Eylon Caplan




Hello! I am a third-year Ph.D. student in the Department of Computer Science at Purdue University, advised by Prof. Dan Goldwasser. My work centers on using natural language processing to understand and draw conclusions from large amounts of unstructured data. In particular, I've built scalable and interpretable NLP systems that reason about human behavior, beliefs, emotions, and values as expressed in noisy real-world corpora—especially social media.

Recently, I developed ConceptCarve, a framework for identifying how abstract social concepts are expressed across communities by combining language model reasoning with scalable retrieval. I introduced the Splits! dataset, a large Reddit-based dataset with demographic and topical annotations which allows for investigation of how different demographic groups communicate about shared topics. I also investigated social concepts in a multimodal setting, developing VIBE, a benchmark for evaluating how well VLMs interpret visual cues in videos. From a technical standpoint, my work has extensively involved large-scale text/video data processing, retrieval, reranking, text clustering, and dataset design, collection, annotation, and validation—in multiple modalities.

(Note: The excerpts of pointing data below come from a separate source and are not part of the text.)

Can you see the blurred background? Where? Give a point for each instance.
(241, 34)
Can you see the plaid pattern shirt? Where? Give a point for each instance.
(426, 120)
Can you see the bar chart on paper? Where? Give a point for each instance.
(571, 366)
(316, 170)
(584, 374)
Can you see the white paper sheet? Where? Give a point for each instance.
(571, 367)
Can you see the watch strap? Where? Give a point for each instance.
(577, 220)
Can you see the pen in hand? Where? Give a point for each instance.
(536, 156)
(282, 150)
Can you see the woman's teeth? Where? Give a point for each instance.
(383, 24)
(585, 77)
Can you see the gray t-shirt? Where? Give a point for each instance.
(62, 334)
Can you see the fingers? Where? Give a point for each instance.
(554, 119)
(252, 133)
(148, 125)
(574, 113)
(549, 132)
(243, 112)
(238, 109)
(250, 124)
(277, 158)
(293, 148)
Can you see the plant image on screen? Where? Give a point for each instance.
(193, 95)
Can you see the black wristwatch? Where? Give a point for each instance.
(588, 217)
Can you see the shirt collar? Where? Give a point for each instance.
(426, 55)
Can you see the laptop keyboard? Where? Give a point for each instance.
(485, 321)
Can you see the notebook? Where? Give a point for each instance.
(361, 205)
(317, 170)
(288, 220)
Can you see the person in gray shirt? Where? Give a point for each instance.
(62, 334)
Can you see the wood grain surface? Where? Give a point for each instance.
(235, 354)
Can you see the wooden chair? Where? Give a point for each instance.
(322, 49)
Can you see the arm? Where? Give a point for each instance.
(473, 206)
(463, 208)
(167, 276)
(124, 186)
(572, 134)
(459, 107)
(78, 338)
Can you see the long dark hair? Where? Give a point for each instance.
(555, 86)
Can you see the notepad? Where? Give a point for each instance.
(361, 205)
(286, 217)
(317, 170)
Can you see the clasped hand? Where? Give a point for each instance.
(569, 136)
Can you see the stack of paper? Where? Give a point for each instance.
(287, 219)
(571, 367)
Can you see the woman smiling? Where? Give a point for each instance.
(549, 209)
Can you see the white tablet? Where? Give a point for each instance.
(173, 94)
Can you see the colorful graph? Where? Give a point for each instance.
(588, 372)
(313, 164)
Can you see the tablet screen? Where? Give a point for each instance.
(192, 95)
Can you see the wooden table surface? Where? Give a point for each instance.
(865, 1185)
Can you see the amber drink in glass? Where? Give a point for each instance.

Before coming to Purdue, I earned my B.Sc. in Computer Science and Mathematics from the University of Nebraska-Lincoln. There, I worked with Prof. Stephen Scott on continuous-layered neural architectures guided by integral equations, and with Prof. M. R. Hasan on improving classification performance for rare classes.




News

  • Aug 2025 — Our paper, VIBE: Can a VLM Read the Room?  has been accepted to Findings of EMNLP 2025! (arXiv).
  • Jul 2025 — Submitted Splits! A Flexible Dataset and Evaluation Framework for Sociocultural Linguistic Investigation (under review) (arXiv).
  • May 2025 — Submitted VIBE: Can a VLM Read the Room? (under review) (arXiv).
  • May 2025 — Our paper, ConceptCarve: Dynamic Realization of Evidence has been accepted to ACL 2025 Main Conference! (link).
  • Jan 2025 — Released ACL Searcher, an open-source semantic search tool for ACL paper abstracts using ColBERT (GitHub).
  • Dec 2024 — Submitted ConceptCarve: Dynamic Realization of Evidence to ACL 2025 (under review) (arXiv).
  • Aug 2023 — Started my Ph.D. in Computer Science at Purdue University (advisor: Dan Goldwasser).
  • Aug 2020 — Completed a second UCARE undergraduate research fellowship at UNL with Prof. Stephen Scott. Presented Continuous-Layered Dense Artificial Neural Networks at the 2020 Virtual UCARE Symposium.
  • Aug 2019 — Completed a UCARE undergraduate research fellowship at UNL with Prof. M. R. Hasan. Presented Improving Accuracy of Rare Classes in Machine Learning Classifiers at the 2019 Virtual UCARE Symposium, and was featured in a UNL article.